The fact that your matrix has a particular sparsity pattern, i.e., is tridiagonal has not been used at all. It will allow you to greatly reduce the cost of computing $v$ and applying the symmetric update.
Let
$$ L(i,j) = \begin{cases} 1 &,& i=j \\ l_{ij} &,& j<i \\ 0 \end{cases} $$
and $$ D(i,j) = \begin{cases} d_{i} &,& i=j \\ 0 \end{cases} $$
Thus $$ L^t(i,j) = L(j,i) = \begin{cases} 1 &,& i=j \\ l_{ij} &,& i<j \\ 0 \end{cases} $$
Hence $$ (LD)(i,j) = \begin{cases} d_j &,& i=j \\ d_jl_{ij} &,& j<i \\ 0 \end{cases} $$ So finnaly $$ (LDL^t)(i,j) = \begin{cases} d_i + \sum\limits_{k=1}^{j-1} d_k l_{ik}^2 &,& i=j \\ d_j l_{ij} + \sum\limits_{k=1}^{j-1} d_k l_{ik} l_{jk} &,& i < j \\ (LDL^t)(j,i) &,& j < i \end{cases} $$
As we want to make $A = LDL^t$ we equate elements and solve row by row or column by column starting by the diagonal element since both $A$ and $LDL^t$ are symmetric.

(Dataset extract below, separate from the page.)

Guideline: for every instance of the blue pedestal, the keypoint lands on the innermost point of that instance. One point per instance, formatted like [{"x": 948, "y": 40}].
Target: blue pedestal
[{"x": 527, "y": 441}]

Illustratively, going row by row, in the first row we have $$ a_{1,1} = d_1 $$ $$ a_{1,2} = d_1 l_{2,1} \implies l_{2,1} = \frac{a_{1,2}}{d_1} $$ $$ 0 = a_{1,3} = d_1 l_{3,1} \implies l_{3,1} = 0 $$ and inductively $l_{i,1} = 0$ for $i > 2$.
Similarly for the second row we have $$ a_{2,2} = d_2 + d_1 l_{2,1}^2 \implies a_{2,2} - d_1 l_{2,1}^2 = d_2 $$ $$ a_{2,3} = d_1 l_{2,1} l_{3,1} + d_2 l_{3,2} \implies l_{3,2} = \frac{a_{2,3}}{d_2} $$ $$ 0 = a_{2,4} = d_1 l_{2,1} l_{4,1} + d_2 l_{4,2} \implies l_{4,2} = 0 $$ and inductively $l_{i,2} = 0$ for $i > 3$. And so on...
Because $A$ is positive-definite, it follows that $a_{ii} > 0$ and therefore we will not have branch decision problems involving zeros in the algorithm.
Now you need to work by yourself a few simple examples to grasp the algorithm. Let me know if you get stuck.
Furthermore, notice that $LDL^t$ is always symmetric positive-semi-definite and so we require $A$ to be symmetric positive-definite for if $LDL^t$ is symmetric positive-definite then both $L$ and $D$ are invertible, that is, the decomposition will be unique.